Wednesday's guest, Debbie Ford, an expert in the field of personal transformation, discussed the importance of recognizing the darker or "shadow" side to one's persona. "You can't get rid of your darker side," she said. "Your dark side is there, but you can make peace with it and learn how to use your dark side instead of your dark side using you."
Ford said strong emotions such as anger are often suppressed, and then later erupt uncontrollably, in incidents such as road rage. People don't wish to recognize such elements within themselves. "We just have so much judgment, hate and anger at ourselves for being human," she commented.

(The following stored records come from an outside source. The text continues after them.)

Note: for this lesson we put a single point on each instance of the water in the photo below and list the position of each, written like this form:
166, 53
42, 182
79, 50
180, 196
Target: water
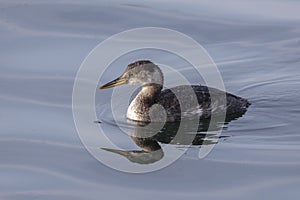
255, 46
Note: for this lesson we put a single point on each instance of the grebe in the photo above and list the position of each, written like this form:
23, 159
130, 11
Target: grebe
154, 104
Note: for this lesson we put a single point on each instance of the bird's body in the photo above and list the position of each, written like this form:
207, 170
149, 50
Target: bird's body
185, 101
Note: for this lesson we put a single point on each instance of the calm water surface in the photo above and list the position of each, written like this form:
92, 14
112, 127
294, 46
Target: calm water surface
256, 46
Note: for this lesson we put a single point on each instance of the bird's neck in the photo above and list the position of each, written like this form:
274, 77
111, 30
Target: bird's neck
139, 107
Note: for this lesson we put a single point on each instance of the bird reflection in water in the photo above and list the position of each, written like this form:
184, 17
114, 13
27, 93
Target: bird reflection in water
149, 140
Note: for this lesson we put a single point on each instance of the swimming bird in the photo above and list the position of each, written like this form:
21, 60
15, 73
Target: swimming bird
154, 104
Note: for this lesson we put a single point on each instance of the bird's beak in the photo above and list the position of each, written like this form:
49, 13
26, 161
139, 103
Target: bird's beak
116, 82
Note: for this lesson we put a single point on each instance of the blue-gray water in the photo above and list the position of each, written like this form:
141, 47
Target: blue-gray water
256, 46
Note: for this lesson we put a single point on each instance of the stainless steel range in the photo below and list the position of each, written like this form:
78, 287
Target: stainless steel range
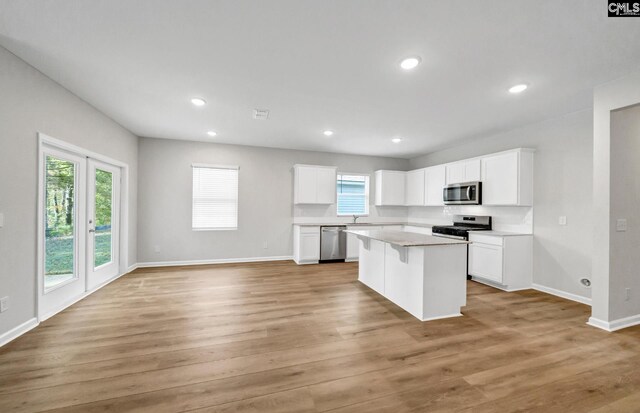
462, 224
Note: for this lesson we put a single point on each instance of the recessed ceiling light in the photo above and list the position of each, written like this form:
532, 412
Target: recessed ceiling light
518, 88
410, 62
198, 101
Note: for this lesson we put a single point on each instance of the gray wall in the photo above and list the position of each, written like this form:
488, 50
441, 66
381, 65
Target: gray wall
265, 199
562, 186
625, 203
30, 103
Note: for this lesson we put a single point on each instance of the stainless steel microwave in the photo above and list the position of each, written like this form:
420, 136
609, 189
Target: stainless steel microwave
467, 193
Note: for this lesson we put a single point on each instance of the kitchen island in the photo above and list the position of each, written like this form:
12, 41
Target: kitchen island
422, 274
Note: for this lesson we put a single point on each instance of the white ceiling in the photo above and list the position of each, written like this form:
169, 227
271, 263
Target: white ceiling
325, 64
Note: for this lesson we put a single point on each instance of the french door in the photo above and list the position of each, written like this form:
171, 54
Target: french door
103, 219
80, 221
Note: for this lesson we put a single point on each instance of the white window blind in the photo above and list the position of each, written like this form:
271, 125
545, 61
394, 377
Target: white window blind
215, 197
353, 194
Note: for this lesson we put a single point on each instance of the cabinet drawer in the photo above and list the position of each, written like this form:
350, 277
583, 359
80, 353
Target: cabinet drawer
486, 239
486, 261
309, 230
419, 230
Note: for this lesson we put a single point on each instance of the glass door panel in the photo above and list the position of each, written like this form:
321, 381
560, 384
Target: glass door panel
103, 248
103, 213
60, 222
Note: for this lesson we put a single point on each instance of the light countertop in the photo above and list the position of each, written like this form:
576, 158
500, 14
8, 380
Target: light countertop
405, 239
363, 224
498, 233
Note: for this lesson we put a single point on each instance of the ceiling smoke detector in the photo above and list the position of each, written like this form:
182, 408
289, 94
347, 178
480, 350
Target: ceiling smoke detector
261, 114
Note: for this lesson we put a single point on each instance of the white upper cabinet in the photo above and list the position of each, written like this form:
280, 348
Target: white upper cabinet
326, 185
434, 182
415, 188
507, 178
463, 171
390, 188
314, 184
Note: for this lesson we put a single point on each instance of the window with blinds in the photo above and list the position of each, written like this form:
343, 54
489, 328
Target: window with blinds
353, 194
215, 197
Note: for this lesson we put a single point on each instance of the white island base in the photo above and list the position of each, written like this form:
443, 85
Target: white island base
428, 281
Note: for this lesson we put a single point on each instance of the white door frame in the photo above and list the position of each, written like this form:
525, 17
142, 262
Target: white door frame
123, 268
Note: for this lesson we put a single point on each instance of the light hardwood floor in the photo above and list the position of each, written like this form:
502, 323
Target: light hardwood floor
276, 337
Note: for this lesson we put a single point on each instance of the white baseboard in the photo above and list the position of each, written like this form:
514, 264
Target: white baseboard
497, 285
440, 317
84, 295
18, 331
215, 261
615, 325
562, 294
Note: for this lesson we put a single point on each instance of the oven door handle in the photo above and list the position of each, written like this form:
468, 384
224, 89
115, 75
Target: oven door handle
450, 236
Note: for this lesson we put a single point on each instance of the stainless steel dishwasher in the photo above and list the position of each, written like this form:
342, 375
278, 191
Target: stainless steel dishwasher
333, 243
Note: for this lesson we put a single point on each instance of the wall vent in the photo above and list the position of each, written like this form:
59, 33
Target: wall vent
261, 114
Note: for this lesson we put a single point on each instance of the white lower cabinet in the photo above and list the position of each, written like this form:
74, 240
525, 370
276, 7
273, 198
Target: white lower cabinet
353, 245
486, 261
505, 262
419, 230
306, 244
371, 271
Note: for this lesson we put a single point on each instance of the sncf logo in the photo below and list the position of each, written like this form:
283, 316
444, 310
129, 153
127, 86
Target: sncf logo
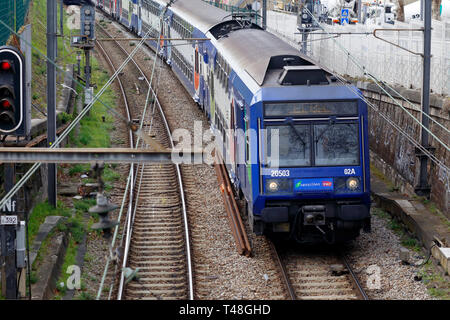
327, 184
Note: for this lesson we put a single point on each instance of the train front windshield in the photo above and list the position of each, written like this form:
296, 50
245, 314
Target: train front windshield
314, 140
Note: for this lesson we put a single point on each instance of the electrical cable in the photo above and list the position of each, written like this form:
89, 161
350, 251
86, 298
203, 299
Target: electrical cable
411, 139
364, 70
74, 122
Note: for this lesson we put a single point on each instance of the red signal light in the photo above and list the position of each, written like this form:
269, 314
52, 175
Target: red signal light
5, 66
6, 104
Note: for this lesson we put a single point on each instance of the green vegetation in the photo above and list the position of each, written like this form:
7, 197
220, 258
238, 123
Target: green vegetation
377, 173
40, 212
397, 227
438, 286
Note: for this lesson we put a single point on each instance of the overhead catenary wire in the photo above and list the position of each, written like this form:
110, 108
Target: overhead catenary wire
377, 82
72, 125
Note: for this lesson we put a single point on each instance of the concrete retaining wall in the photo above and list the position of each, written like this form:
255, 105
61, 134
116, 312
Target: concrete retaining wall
394, 154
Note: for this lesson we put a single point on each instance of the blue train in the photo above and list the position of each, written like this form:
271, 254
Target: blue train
294, 139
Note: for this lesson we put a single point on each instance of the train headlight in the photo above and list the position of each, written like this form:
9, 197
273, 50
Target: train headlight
353, 183
278, 186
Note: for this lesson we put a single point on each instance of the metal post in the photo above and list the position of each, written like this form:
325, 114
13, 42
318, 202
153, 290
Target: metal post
9, 238
61, 19
51, 94
423, 187
421, 9
264, 14
359, 11
87, 72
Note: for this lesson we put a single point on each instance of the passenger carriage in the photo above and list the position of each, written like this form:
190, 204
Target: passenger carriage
314, 185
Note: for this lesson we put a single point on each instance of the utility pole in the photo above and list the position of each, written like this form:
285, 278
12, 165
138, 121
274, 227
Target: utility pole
423, 187
264, 14
359, 8
51, 94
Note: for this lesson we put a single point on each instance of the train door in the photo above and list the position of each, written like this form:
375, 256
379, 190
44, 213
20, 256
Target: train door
211, 92
197, 72
240, 140
139, 17
168, 43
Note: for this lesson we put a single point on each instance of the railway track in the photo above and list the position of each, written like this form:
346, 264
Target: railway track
316, 276
157, 235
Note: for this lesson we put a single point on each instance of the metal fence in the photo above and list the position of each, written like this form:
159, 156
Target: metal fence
383, 60
13, 13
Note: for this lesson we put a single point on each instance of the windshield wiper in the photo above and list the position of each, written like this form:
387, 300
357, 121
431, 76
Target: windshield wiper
331, 123
291, 124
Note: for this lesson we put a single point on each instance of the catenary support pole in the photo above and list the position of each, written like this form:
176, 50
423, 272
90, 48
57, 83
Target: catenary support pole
423, 187
51, 94
264, 8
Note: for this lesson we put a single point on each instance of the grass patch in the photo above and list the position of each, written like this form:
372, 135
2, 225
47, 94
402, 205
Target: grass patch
40, 212
69, 260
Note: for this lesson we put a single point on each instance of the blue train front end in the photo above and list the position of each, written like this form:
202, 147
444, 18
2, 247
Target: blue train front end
313, 169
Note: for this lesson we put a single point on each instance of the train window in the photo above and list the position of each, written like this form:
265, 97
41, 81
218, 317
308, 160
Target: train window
336, 144
340, 108
288, 145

Gaining mastery and control over the dark side is a three step process Ford outlined. First one determines what it is they dislike about themselves, then they learn to "go to a place of acceptance." Finally, a person discovers the gifts of the dark side, how it can "humble us" and "teach us" what it means to be human.
Me & My Shadow
Debbie Ford offers a transformative workshop called The Shadow Process, which seeks to put her clients in touch with all aspects of themselves. It was the pioneering psychotherapist Carl Jung who labeled the shadow as one of the four archetypes that he believed serve as an unconscious blueprint for our existence. In Jung's view, the shadow "is an expression of the base, antisocial desires of which we are ashamed and attempt to bury in the unconscious: it is the inner terror that we feel might impel us to dark deeds should we ever lose control," writes David Fontana in the The Secret Language of Symbols.
Jung struggled with his own inner shadow and depicted it in his Red Book painting. He personified it "as some cloak-and-dagger figure cowering against the far corner of the walls," writes Laurens van der Post, who added that the placement of the figure indicated that Jung "had this aspect of himself 'cornered' at last."